On the Constructive Merits of Extreme Anger

​New cars have double poles. With the regular mono-pole, if enough people stand around it, it's impossible for you to reach in and find a spot to hold onto. Super annoying, every day. It apparently took only 100 years to solve this problem. ​

​New cars have double poles. With the regular mono-pole, if enough people stand around it, it's impossible for you to reach in and find a spot to hold onto. Super annoying, every day. It apparently took only 100 years to solve this problem. 

Most people would say that human progress springs from innovation, which is driven by stuff like "necessity" or "following dreams" or "passion to solve problems" or somesuch platitudes.​ These are kinda nice statements that look good on a greeting card, the kind of thing that's safe to tell to kids. But I'm on the Internet so I'm gonna be candid here.

In my honest opinion, meaningful material improvement is really pushed by something else.​ 

The best ideas flow from the most intense emotional state of all: pissed.

Great ideas sprout from when something just really ticks you off and you start thinking, why can't this thing just fucking work for me? At some point the small annoyances you deal with just boil over.

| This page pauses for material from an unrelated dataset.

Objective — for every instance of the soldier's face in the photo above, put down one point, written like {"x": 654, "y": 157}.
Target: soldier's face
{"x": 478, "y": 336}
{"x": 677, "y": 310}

  • Why the hell do I need to sync USB drives? Dropbox.
  • Goddamnit why is this computer so hard to use? Apple.
  • Why does every other piece of website-building software take fucking forever to setup and figure out just to do something simple? Squarespace.
  • WTF is this random stack trace supposed to mean and what idiot wrote this broken library? StackOverflow.
  • What's all this ridiculous PCI Compliance crap? I just want to get paid! Stripe.
  • Why am I copying the Bible by hand all day? Fuck that. The Printing Press​.

I could go on forever. 

Obviously, anger can be an incredible creative force. You need to be impatient. You can't be chill and sitting around; worthy ideas never just pop into anyone's head like a bolt of lightning. People usually don't sit around thinking "hey, wouldn't it be cool if..." and come up with something worthwhile (case in point: that's probably how the Segway came into being). They start with annoyance and go from there.  

This requirement for progress is not limited to tech products or companies; the same applies to small improvements: to architecture, to the way you've laid out the shelves in your home, to services, where the trash bin is relative to your desk (too far, isn't it?), to your daily routine, the work process of your team (why is our code review tool so fucking slow?), anything at all. 

​Look at how pissed Gordon Ramsey is on all his shows (which are, not coincidentally, all about fixing failed restaurants and curing people of their incompetence).

​This man understands the way forward.

​This man understands the way forward.

There are a multitude of minor irritants that we suppress daily just so we're able to function. Maybe you're the kind of person who copes and say "that's just how it is", and learn to ignore them, to push them past your peripheral vision into the mental background. Or, you can be a hero. You can be proactive and realize that if we are to really make anything better, it's vital to attune yourself to them. If you've ever watched Star Wars, then you know that such sensitivity to one's environment is what being a Jedi is all about ...

Qui-Gon Jin told a young Anakin Skywalker:

"[midi-chlorians] continually speak to you, telling you the will of the Force. When you learn to quiet your mind, you will hear them speaking to you."

​Like Anakin, you've got to quiet your mind and pay attention to the little things. You should, when you use everyday objects, use them both deliberately and demandingly. Notice their many tiny deficiencies. Then, let the hate flow through you.

​The Dark Side? Or is it really the path to a brighter future?

​The Dark Side? Or is it really the path to a brighter future?

by that he meant, the power the change the world for the better

by that he meant, the power the change the world for the better

And, if you can, go do something about it.​ Go become that hero of the Republic.